# Magnets and energy

1. Sep 19, 2004

### Chris

When a magnet is used to lift up a paperclip, clearly it gains gravitational potential energy. Where does this energy come from? Does the magnet lose energy to the paperclip? Does the magnet regain this energy when the paperclip is removed from the magnetic field? I have never heard of the phrase "magnetic potential energy"!
Thanks in advance for any insight anyone can provide!

Chris Carter

2. Sep 19, 2004

### krab

Nevertheless, there is such a thing. Magnetic charges (monopoles) do not exist independently; the most elementary magnetic charge is a dipole. Since dipole fields are more complicated than say the electric field from a single charge, they, and their energy formulas don't appear in the most elementary textbooks. So most people do not run into the concept of magnetic potential energy.

3. Sep 20, 2004

### Chris

Thanks krab.
So is this situation (paperclip in magnetic field) analagous to that of a mass in a gravitational field, in terms of energy transfers?

4. Sep 20, 2004

### Gonzolo

Macroscopically, almost...

Magnets might cause the paperclip to rotate, (but not gravity). So there is extra potential energy if the paperclip is previously magnetized, and if the paper clip and magnet are not aligned. The position of both poles (whether you use a bar or a horse shoe for example) might also come into play.

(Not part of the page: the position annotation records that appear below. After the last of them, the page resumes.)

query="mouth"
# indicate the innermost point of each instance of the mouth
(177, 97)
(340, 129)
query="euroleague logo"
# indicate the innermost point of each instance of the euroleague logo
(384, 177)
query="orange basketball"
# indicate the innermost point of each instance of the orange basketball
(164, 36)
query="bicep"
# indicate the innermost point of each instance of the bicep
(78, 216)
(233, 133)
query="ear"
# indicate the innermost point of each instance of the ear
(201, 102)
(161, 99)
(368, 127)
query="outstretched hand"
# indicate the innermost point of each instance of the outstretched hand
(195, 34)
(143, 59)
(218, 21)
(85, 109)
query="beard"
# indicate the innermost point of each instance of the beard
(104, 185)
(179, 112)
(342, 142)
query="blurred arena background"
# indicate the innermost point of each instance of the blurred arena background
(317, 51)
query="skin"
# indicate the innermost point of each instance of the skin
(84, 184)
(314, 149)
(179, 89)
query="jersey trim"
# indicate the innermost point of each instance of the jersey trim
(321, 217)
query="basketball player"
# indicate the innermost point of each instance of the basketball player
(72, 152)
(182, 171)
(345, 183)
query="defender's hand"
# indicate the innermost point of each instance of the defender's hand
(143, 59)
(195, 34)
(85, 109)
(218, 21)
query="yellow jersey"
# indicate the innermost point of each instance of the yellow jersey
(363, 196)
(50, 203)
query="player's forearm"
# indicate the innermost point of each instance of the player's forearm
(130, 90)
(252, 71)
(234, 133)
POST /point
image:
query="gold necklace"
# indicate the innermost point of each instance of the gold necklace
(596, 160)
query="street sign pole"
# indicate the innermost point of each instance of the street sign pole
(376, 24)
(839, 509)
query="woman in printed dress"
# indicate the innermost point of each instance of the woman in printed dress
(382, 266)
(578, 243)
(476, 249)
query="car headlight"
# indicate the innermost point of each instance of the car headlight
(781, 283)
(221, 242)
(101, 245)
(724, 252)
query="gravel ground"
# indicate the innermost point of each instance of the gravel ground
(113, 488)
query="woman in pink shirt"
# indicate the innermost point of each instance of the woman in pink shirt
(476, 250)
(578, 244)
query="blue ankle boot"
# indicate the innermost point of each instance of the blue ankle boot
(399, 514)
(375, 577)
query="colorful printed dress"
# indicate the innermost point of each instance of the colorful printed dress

Last edited by a moderator: Sep 20, 2004
5. Sep 20, 2004

### krab

To amplify on Gonzolo: The proximity of the magnet to the paper clip changes the paper clip, lining the magnetic domains up. In this sense, the situation is not analogous to gravity. The reason is that the paper clip is a "soft" ferromagnet; it magnetizes when another magnet is nearby, but demagnetizes if it is taken out of the external magnetic field. Gravity is more analogous to a situation of two permanent magnets. (Permanent magnets are "hard".) Except that in gravity there are only monopoles, while in magnetism therefore only dipoles. You can get round this problem by considering two very long bar magnets arranged N-S to N-S so they are almost touching. If they are sufficiently long, then you can neglect the outboard poles and consider the almost-touching poles alone. These will act like monopoles, and for short distances will have a force law similar to two gravitating bodies.

6. Sep 20, 2004

Thanks guys!